The Appellant then made an application to their Lordships for a complete PCO to cover any award of costs (and also a waiver of the fee for setting the matter down for a hearing which was £3, 420) undertaking as she did so that if she were successful she would seek no costs from the Defendant.

The principles governing the grant of a PCO have been most authoritatively considered by the Court of Appeal in R (Corner House) v Trade and Industry Secretary [2005] 1 WLR 2600. In that case the court gave the following guidance:
74. We would therefore restate the governing principles in these terms:
1. A protective costs order may be made at any stage of the proceedings, on such conditions as the court thinks fit, provided that the court is satisfied that:
i) The issues raised are of general public importance;
ii) The public interest requires that those issues should be resolved;
iii) The applicant has no private interest in the outcome of the case;
iv) Having regard to the financial resources of the applicant and the respondent(s) and to the amount of costs that are likely to be involved it is fair and just to make the order;
v) If the order is not made the applicant will probably discontinue the proceedings and will be acting reasonably in so doing.
2. If those acting for the applicant are doing so pro bono this will be likely to enhance the merits of the application for a PCO.
3. It is for the court, in its discretion, to decide whether it is fair and just to make the order in the light of the considerations set out above.

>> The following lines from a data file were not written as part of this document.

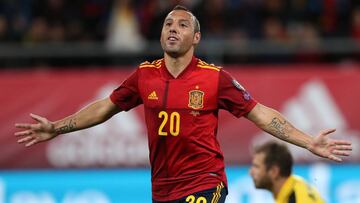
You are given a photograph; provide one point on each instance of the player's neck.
(176, 65)
(277, 185)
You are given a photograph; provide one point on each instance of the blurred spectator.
(124, 31)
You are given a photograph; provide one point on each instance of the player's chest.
(196, 93)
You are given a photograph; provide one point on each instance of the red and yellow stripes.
(203, 64)
(154, 64)
(217, 193)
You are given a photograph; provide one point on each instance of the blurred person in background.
(271, 169)
(182, 96)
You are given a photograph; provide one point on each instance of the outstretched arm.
(274, 123)
(93, 114)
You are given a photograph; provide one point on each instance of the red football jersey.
(182, 117)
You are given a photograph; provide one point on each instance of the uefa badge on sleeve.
(246, 95)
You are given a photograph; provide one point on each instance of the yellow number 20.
(174, 123)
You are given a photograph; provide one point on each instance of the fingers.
(334, 158)
(25, 139)
(343, 147)
(23, 125)
(31, 143)
(28, 140)
(23, 133)
(342, 142)
(341, 152)
(38, 118)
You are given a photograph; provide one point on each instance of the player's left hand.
(323, 146)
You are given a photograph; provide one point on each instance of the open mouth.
(173, 38)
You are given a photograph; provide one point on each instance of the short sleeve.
(233, 97)
(127, 96)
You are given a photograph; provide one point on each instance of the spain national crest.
(196, 99)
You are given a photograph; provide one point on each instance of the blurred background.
(299, 56)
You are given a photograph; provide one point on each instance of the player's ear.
(197, 37)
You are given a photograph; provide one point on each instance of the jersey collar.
(192, 65)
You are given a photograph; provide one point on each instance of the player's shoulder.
(206, 66)
(156, 64)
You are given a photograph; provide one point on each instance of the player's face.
(177, 35)
(259, 173)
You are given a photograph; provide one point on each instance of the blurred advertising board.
(336, 183)
(313, 97)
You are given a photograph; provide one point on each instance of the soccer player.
(271, 169)
(182, 95)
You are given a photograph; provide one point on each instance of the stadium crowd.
(128, 25)
(278, 20)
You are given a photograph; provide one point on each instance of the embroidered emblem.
(195, 113)
(153, 96)
(196, 99)
(237, 85)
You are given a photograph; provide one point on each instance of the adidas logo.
(153, 96)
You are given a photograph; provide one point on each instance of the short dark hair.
(196, 21)
(276, 154)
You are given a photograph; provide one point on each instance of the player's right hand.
(34, 133)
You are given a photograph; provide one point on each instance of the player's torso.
(181, 117)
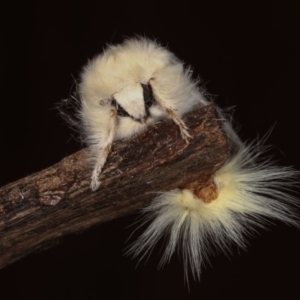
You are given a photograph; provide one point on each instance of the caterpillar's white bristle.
(249, 193)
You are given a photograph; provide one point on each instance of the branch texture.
(42, 207)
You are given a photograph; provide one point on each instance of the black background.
(247, 55)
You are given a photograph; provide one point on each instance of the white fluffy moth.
(132, 85)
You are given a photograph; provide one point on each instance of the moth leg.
(177, 120)
(102, 151)
(100, 161)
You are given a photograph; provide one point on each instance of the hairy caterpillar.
(134, 84)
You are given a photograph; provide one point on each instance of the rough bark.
(40, 208)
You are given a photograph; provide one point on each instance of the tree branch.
(40, 208)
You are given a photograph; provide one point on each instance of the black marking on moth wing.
(120, 110)
(148, 100)
(148, 97)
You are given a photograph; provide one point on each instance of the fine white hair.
(128, 87)
(250, 192)
(134, 84)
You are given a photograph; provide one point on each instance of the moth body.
(127, 88)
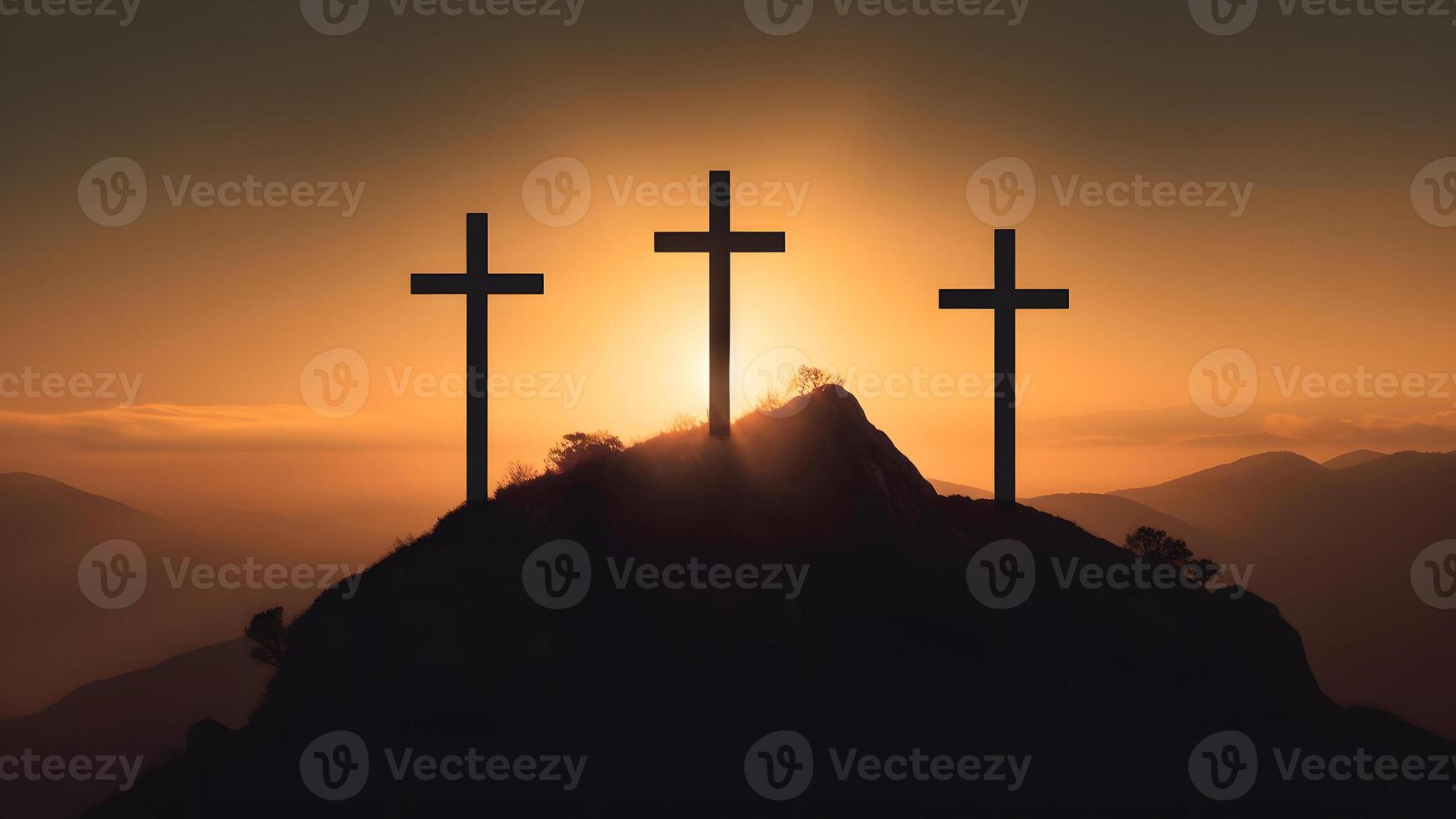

As the House had already decided, in listing the appeal, that it was ‘of general public importance’ (a requirement for the House to list the appeal) she was able to sidestep one thorny issue regarding PCOs – the extent to which the public interest in the litigation is a factor, whatever the ambit of that condition it was clearly met in this case. There is further controversy regarding the suggestion that an applicant for a PCO should not have a ‘private interest’ in the outcome of the litigation – see for example R (Compton) v Wiltshire PCT EWCA Civ 749; in a report entitled “Litigating the Public Interest”, a working party chaired by Maurice Kay LJ questioned the need for any limitation on the grant of a PCO based on the fact that a litigant has a private interest in the proceedings. The Courts have recently paid more attention to the ‘overriding objective’ of the Civil Procedure Rules ‘of enabling the court to deal with cases justly’ by dealing with the case in ways which are proportionate – both to the importance of the case and to the financial position of each party; considerations tending to favour the award of PCOs when the defendant is a public body or large corporation.
The Application was granted in full – that is the potential adverse costs award was not capped but set at zero. Unfortunately their Lordships did not refer to the issue of costs in its judgment, so the basis cannot be accurately descried. The sole detail that has been clearly decided (beyond the implicit approval of PCOs themselves) are that an applicant for a PCO can have some private interest in the outcome of the proceedings (in this case the Appellant, if successful, would have obtained a grant of leave to remain in the United Kingdom). One thing appears certain however; PCOs are here to stay.